What are the available solutions for the search engine problems?
2. Existing solutions
People made tremendous effort on adding a layer of meaning on top of the existing web. The typical applications below accomplished the goal to a certain extent. But none of these techniques generate significant improvements that help to present more relevant information toward user requests.
2.1 Google PageRank
Google created a mathematical method based on probability analysis of the page links to rank the importance of each web page. The rank is determined by the extrinsic relationships between the web pages because they believe intuitively that a web page should be important (regardless of content) if it is highly linked by other web pages, and it's susceptible to spamming technique to artificially increase the page relevance. However, most dynamically generated product detail pages are on the leaf node but contain comprehensive information so that it can be ranked high.
Local.com invented a method to rank web page relevancy based on geographically indexing information by assigning geocoded and geocodable web pages that provide local businesses information per user supplied keywords. It is assumed that the method they provided to organize data according to geographical area can improve the relevancy of the search result. It is true to a certain extent, but with some exceptions. For instance, many online merchandise information is available across the web with no physical location constraints.
2.3 Classified search
On the other hand, classified sites play an important role in the online market, with some accepting user input. But many classified sites, such as Yellowpages, Yellowbook, Manta, Yelp, and Yext, only provide business listings rather than product and service listings that targets the user's needs directly. Among the number of growing sites, there are some that provide specialized classified search capability in the vertical market, catering to niche market products and services, such as jobs, pets, rentals, books, blogs, forums, games,etc. A number of other online services called aggregators crawl and aggregate classifieds from sources such as blogs and RSS feeds, as opposed to relying on manually submitted listings. A few of such web sites that provide horizontal search but with very limited categories include Craigslist, Oodle and ClassifiedAds, just to name a few.
2.4 Google Plus Local
Google joined the classified search market by creating product catalogs and advocating businesses to post products and services to the Google Merchant Center. They also provide business listings to Google Plus Local. However, there is a huge barrier for the business providers to transfer their product database and daily updates over to the search engine site and also causes heavy workload involving intensive human effort and computational work.

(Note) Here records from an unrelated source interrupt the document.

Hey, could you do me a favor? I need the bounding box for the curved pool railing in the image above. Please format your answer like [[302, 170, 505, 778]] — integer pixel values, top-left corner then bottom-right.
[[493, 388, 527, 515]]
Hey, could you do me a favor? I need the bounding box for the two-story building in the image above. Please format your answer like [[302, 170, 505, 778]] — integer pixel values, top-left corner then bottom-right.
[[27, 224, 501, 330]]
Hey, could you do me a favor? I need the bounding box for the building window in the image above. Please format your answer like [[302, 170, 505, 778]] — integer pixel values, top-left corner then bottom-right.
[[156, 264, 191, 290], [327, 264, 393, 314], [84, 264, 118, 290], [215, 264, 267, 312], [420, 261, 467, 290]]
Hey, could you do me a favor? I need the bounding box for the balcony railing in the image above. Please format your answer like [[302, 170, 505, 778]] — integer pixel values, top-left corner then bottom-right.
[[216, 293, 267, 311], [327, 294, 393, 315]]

2.5 Human-Powered search engine
Human-powered search engines, better known as Web directories, are popular simply because of the higher quality of links submitted and the caliber of the sites hand-picked to be included in the index. However, due to the resource constraints, it can only cover a small portion of the searchable information on the web.
It's worth mentioning that there are more category-based eCommerce sites and knowledge-based sites emerging that provide users with more structured data for searching products, services as well as information and knowledge. For instance, Amazon, eBay, Quora, Pose, etc. However, they are not search engines that are supposed to index information in general or across a certain niche.
2.6 Distributed search engine
Also called a peer-to-peer search engine, according to Wikipedia, "A distributed search engine is a search engine where there is no central server. Unlike traditional centralized search engines, work such as crawling, data mining, indexing, and query processing is distributed among several peers in a decentralized manner where there is no single point of control." The P2P-based search engine vendors believe that they can get millions of people to lend them their computers and privacy for the purpose of searching the Web by running a peer instance on their personal computers. It is also doubted to be fast enough and with the firewall issues.
2.7 Private search engine
2.8 New technologies
Among all the potential solutions to resolve the existing problem, two major groups of technologies have evolved and developed over the years to meet the challenge. Both Semantic Web and Agent Technology share the same root from the Knowledge Sharing Effort initiative projects sponsored by the Advanced Research Projects Agency (ARPA, later DARPA) within the U.S. Department of Defense for use by its projects at universities and research laboratories in the US. They defined the initial concepts of how distributed heterogeneous agent can work together in a collaborative way and how Semantic Web is formed.
Agent Technology generalizes the client-server architecture and becomes an important technology for distributed systems. It promises to deliver a personalized service for individual needs by creating various types of software agents that roam the internet to collect information and perform the tasks on the user's behalf with various types of the agent framework and common Agent Communication Language (ACL). IBM was also working on combining Java Applet technology with agents into what it calls "aglets". Unfortunately, the deployment of aglets is facing major challenges, such as the security issue for mobile agents.
The Semantic Web stack builds on the W3C's Resource Description Framework (RDF) and provides a way to extend the network of hyperlinked human-readable web pages by inserting machine-readable meta data about pages and how they are related to each other. However, after it was originally proposed by Berners-Lee since year 2001 to present, this has yet to happen as there are many critics concerning its feasibility and places a heavy burden on web masters, blog authors and web publishers to embed additional machine-readable meta data into billions of web pages that are designed to be read by people. This makes it more time-consuming to create and publish content along with the possibility of misleading of the meta tags.